Originating from the Laboratory of Experimental Immunology at the University of Copenhagen, the minds behind immunAware draws on decades of meticulous research and innovation, focusing on producing superior MHC molecules, developing related assays, collecting data, and providing exceptional services.

Dr. Søren Buus
MD, PhD, founding partner
Embarked on his lifelong exploration of peptide-MHC interactions in the early 1980s when this interaction was still enigmatic. He provided functional and eventually biochemical evidence that peptides specifically interact with their corresponding MHC restriction elements. Dr. Buus pioneered the mapping of the peptide-binding specificity of all human MHC molecules, leading to the inception of the “human MHC project.” His systematic generation of MHC molecules, assays, and data significantly contributed to the development of the NetMHCpan suite of peptide-MHC class I and II predictors.
Dr.
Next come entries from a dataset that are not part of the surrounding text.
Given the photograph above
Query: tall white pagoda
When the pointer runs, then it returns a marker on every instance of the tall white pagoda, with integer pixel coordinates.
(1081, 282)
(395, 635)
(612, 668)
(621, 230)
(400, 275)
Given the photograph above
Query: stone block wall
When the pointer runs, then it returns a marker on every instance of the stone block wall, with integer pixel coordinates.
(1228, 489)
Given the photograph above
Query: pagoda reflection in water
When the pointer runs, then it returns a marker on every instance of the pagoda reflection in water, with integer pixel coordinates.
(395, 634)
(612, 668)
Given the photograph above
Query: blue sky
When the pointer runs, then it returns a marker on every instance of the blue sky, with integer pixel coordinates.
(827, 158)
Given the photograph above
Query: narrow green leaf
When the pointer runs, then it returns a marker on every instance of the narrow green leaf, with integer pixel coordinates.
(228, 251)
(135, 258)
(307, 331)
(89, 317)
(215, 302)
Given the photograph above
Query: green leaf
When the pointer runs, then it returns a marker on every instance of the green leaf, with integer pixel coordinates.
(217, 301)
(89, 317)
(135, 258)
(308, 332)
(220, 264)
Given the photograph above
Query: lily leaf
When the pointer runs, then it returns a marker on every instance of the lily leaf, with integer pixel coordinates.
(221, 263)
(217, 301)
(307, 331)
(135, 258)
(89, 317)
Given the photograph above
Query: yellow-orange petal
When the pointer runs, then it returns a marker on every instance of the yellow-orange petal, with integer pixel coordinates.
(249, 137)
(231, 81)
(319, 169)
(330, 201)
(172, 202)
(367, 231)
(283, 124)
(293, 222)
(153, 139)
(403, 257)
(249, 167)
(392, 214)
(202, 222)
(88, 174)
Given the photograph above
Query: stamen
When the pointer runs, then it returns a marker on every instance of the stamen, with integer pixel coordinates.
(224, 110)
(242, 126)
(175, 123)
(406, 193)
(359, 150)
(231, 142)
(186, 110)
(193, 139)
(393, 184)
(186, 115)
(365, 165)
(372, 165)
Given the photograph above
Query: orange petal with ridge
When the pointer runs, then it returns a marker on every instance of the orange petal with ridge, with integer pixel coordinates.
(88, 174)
Anette Stryhn
MS, PhD, founding partner
Joined the Buus laboratory in the early 1990s. Her groundbreaking work demonstrated that a few biochemically purified peptide-MHC complexes are sufficient to stimulate a peptide-specific, MHC-restricted T cell response. She developed a highly efficient “positional scanning combinatorial peptide library” (PSCPL) approach to experimentally address the peptide-binding specificity of any MHC class I molecule. Dr. Stryhn also pioneered the “easYmer” technology, enabling the efficient and large-scale production of peptide-MHC class I complexes. Her research involved generating peptide-MHC class I and II complexes, which were instrumental in tetramer-guided CD8+ and CD4+ T cell epitope discovery.
Dr. Thomas Østerbye
MS, PhD, founding partner
Joined the Buus lab in the late 2000s, played a vital role in generating peptide-MHC class II tetramers. He coordinated EU-funded (FP7 and Horizon 2020) projects aimed at providing a high-density peptide microarray platform, which he utilized to investigate the peptide-binding specificity of MHC class II molecules. To improve the identification of immunogenic peptides, he developed a large-scale, real-time, non-radioactive peptide-MHC class I dissociation assay.